Des marins supplémentaires pour le service général et la partie opérationnelle

Mais, dans le cas d'opérations d'évacuation comme ce fut le cas au Liban, à l'été 2006, le navire peut aussi embarquer jusqu'à 3000 ou 4000 civils sur une courte période. « Avec des effectifs qui doublent ou qui triplent, le soutien du personnel doit être renforcé car le service général et vie courante doit tout de suite faire face à une activité très intense, notamment au niveau de la restauration, de la buanderie ou de l'entretien ». Ainsi, au Liban, les cuisines du Mistral ont du fournir trois à quatre fois plus de repas chaque jour, sans pour autant être renforcées en personnels.
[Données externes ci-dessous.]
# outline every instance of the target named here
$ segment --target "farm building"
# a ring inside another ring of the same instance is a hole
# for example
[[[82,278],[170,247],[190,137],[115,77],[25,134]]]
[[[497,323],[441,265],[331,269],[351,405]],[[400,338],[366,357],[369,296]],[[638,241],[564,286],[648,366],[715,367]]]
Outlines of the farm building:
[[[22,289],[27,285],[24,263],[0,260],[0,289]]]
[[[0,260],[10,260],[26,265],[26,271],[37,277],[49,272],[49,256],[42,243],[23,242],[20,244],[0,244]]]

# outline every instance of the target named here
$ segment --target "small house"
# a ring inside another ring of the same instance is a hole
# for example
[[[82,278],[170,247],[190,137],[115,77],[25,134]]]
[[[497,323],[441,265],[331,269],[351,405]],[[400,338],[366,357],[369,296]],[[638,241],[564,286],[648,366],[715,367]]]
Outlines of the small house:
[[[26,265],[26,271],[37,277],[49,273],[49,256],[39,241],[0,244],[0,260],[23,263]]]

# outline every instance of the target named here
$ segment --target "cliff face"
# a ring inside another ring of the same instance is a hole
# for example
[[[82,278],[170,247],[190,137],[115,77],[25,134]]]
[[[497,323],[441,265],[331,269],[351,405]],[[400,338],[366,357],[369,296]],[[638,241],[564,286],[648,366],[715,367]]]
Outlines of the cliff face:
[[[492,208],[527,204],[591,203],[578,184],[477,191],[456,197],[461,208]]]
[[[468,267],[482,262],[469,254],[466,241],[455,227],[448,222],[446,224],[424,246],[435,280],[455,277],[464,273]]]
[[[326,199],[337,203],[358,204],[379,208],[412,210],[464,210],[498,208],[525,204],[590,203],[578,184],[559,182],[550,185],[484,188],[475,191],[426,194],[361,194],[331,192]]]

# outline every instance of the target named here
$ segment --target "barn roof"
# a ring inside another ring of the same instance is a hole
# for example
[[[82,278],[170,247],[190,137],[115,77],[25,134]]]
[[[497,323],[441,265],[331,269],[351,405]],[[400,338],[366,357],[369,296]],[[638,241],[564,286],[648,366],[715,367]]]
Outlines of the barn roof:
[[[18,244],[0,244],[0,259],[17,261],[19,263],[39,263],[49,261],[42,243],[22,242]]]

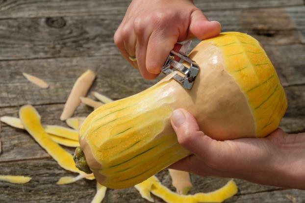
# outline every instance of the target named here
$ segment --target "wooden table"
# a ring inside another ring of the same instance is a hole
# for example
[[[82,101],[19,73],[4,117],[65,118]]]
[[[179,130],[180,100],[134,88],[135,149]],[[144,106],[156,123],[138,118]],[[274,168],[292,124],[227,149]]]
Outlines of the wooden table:
[[[247,32],[258,39],[277,68],[289,100],[281,123],[287,132],[305,131],[305,5],[303,0],[204,0],[196,4],[223,31]],[[59,117],[76,78],[87,69],[98,77],[91,90],[116,100],[150,86],[120,55],[113,35],[129,1],[31,0],[0,2],[0,116],[18,116],[34,105],[44,124],[65,125]],[[38,88],[22,72],[44,79]],[[76,115],[92,109],[81,105]],[[0,202],[90,202],[95,181],[58,186],[61,169],[26,132],[2,125],[0,174],[32,178],[25,185],[0,182]],[[71,152],[73,149],[68,149]],[[170,185],[167,171],[158,175]],[[221,187],[227,179],[193,176],[192,193]],[[236,180],[239,191],[227,203],[305,202],[305,192]],[[163,202],[157,198],[155,202]],[[134,188],[108,190],[104,203],[144,203]]]

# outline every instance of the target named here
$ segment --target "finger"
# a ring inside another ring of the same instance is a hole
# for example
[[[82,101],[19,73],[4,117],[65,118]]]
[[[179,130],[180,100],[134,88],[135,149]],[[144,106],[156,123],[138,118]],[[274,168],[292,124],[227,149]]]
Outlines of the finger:
[[[135,55],[139,70],[145,79],[154,79],[158,76],[149,73],[146,68],[147,44],[152,32],[153,27],[146,23],[143,18],[138,18],[134,21],[134,31],[136,35]]]
[[[195,10],[191,14],[188,38],[203,40],[219,34],[221,25],[217,21],[208,21],[201,10]]]
[[[133,61],[129,58],[129,56],[135,56],[136,36],[133,29],[133,19],[130,19],[128,22],[122,27],[121,33],[125,50],[128,55],[128,60],[134,67],[137,68],[136,61]]]
[[[172,34],[169,31],[164,32],[153,31],[148,41],[146,68],[149,73],[153,74],[160,73],[170,52],[178,40],[178,35]]]
[[[223,161],[231,152],[226,143],[214,140],[201,131],[195,118],[186,110],[174,111],[171,122],[179,143],[210,165]]]
[[[221,176],[222,172],[205,164],[198,156],[192,154],[170,166],[169,168],[187,171],[201,176]]]

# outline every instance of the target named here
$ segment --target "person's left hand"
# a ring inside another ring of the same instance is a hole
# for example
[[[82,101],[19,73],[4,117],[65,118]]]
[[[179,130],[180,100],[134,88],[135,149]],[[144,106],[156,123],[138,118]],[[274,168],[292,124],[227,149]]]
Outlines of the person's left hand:
[[[169,168],[305,189],[305,133],[288,135],[278,128],[262,138],[220,141],[201,131],[185,110],[175,110],[171,122],[179,143],[193,154]]]

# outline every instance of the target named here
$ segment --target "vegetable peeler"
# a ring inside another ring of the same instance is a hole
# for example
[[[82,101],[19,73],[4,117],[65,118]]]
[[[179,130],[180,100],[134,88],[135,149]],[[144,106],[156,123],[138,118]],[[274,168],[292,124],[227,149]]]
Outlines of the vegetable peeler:
[[[176,74],[173,78],[181,84],[184,88],[189,90],[192,89],[195,79],[199,72],[198,65],[186,55],[186,52],[191,43],[191,40],[185,42],[178,52],[172,50],[166,62],[161,69],[162,73],[165,75],[169,75],[175,70],[178,70],[184,75],[183,77],[179,74]],[[175,56],[180,58],[180,61],[175,60]],[[190,64],[190,67],[185,67],[182,63],[183,61],[188,63]]]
Profitant du retour d'expérience de l'opération Baliste, l'EMM a donc calculé, au plus juste, les besoins supplémentaires en fonction des situations. Appelée « BPC Comp », l'unité complémentaire sera déployée, en cas de besoin, pour appuyer l'équipage. Composée de Quartier-maitres et de matelots, elle rassemble non seulement des cuisiniers, des maîtres d'hôtel et des commis, mais aussi des marins dédiés aux fonctions opérationnelles. L'équipe aéronautique des BPC pourra, ainsi, être renforcée en personnels de manutention et de gestion du pont d'envol si le navire embarque un parc aérien complet, soit 16 hélicoptères lourds. « Cette unité, avec des spécialités très particulières, est adaptable en fonction des missions. Elle permettra également d'assurer des relèves lors des déploiements de longue durée », précise-t-on rue Royale.
Enfin, lorsque les Mistral et Tonnerre seront à quai, l'unité de complément travaillera sur les bateaux afin d'assurer la maintenance et de permettre la relève des marins en permission.